Beechey married Frideswide Maria Moore Smyth (1819–85), eldest daughter of Robert Smyth of Portlick castle, Westmeath, in 1840. Portlick castle lies on the shore of an inlet of Lough Ree, which is said to be one of the best surveyed lakes in Ireland. Their youngest daughter, Frideswide Fanny Beechey (1845–1919), was born in Galway. She was the first woman to win a prize as a composer of chess problems, the first to edit a newspaper chess column, and the first to publish a book on the game, Chess blossoms (1883). She continued this work for many years with her Dublin-born husband, Thomas Benjamin Rowland (1850–1929).
During the period from 1842, but particularly from 1868 until his death, Richard Beechey was a frequent exhibitor at the RHA, showing sixty paintings in all. These were initially submitted from Limerick, but from 1868 they came from his homes at 2 Belgrave Square, Monkstown, and 110 Pembroke Road in Dublin. He became an honorary member of the RHA in 1868. He also exhibited at the RA (1832–77) (nineteen paintings), and at the British Institution (1833–59) (nine paintings); several of these works, particularly in the period 1858–75, were Irish seascapes. He and his wife moved to Plymouth in 1876 and he spent the last years of his life, after Frideswide's death, at Blenheim House on the Isle of Wight.

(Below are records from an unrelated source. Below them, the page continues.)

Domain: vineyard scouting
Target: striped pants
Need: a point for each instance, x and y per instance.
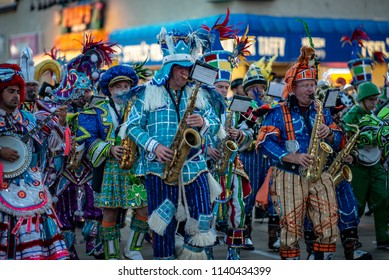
(294, 198)
(198, 200)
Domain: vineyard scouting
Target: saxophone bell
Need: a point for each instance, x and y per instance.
(345, 173)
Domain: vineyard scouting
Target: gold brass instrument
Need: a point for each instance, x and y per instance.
(226, 147)
(317, 149)
(337, 169)
(184, 139)
(131, 154)
(74, 160)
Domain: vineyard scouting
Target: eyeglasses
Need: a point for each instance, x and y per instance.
(372, 99)
(307, 86)
(6, 74)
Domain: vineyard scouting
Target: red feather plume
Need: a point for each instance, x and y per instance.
(226, 31)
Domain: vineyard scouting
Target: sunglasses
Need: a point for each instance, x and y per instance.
(372, 99)
(7, 74)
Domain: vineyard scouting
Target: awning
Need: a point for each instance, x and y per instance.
(280, 36)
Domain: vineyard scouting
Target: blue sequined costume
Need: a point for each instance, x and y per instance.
(153, 120)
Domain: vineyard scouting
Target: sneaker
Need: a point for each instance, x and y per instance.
(383, 244)
(362, 255)
(276, 245)
(233, 254)
(248, 245)
(132, 255)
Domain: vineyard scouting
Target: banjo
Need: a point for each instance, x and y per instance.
(22, 145)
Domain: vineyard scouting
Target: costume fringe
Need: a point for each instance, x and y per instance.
(187, 254)
(214, 188)
(203, 239)
(192, 226)
(157, 224)
(179, 243)
(201, 100)
(181, 213)
(221, 134)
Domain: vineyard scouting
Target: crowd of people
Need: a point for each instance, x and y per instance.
(85, 142)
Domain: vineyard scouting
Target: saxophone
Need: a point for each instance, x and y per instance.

Beechey's pictures for the RHA feature mainly Irish themes, including notable seascapes of Achill Island, Clare Island, Sybil Head, Slea Head, Eagle Island, and the entrances to the port of Limerick and Cork harbour. He painted a number of lighthouses and lightships, characteristically under rough conditions, and he portrayed yacht races, such as those of the regatta at Kingstown (Dún Laoghaire), in great detail, recording accurately the rigging and other details of the competing craft against translucent wave effects. Examples of his paintings are owned by the waterfront sailing clubs in Dún Laoghaire and the commissioners of Irish lights in Dublin, and others are at Osborne House, Isle of Wight, and the National Maritime Museum in Greenwich. He is said by Archibald to be ‘the best seascape painter that the Navy ever produced’ (Archibald, 65). While most of his pictures depict the coast and shipping, he also exhibited a number of dramatic landscapes, mainly showing scenes in the area around Killarney. Besides his oils, he painted ‘extremely competent’ (Crookshank and Glin, 170) watercolours; those of Askeaton castle and Castle Connell, completed during the survey of the Shannon in the 1840s, are notable.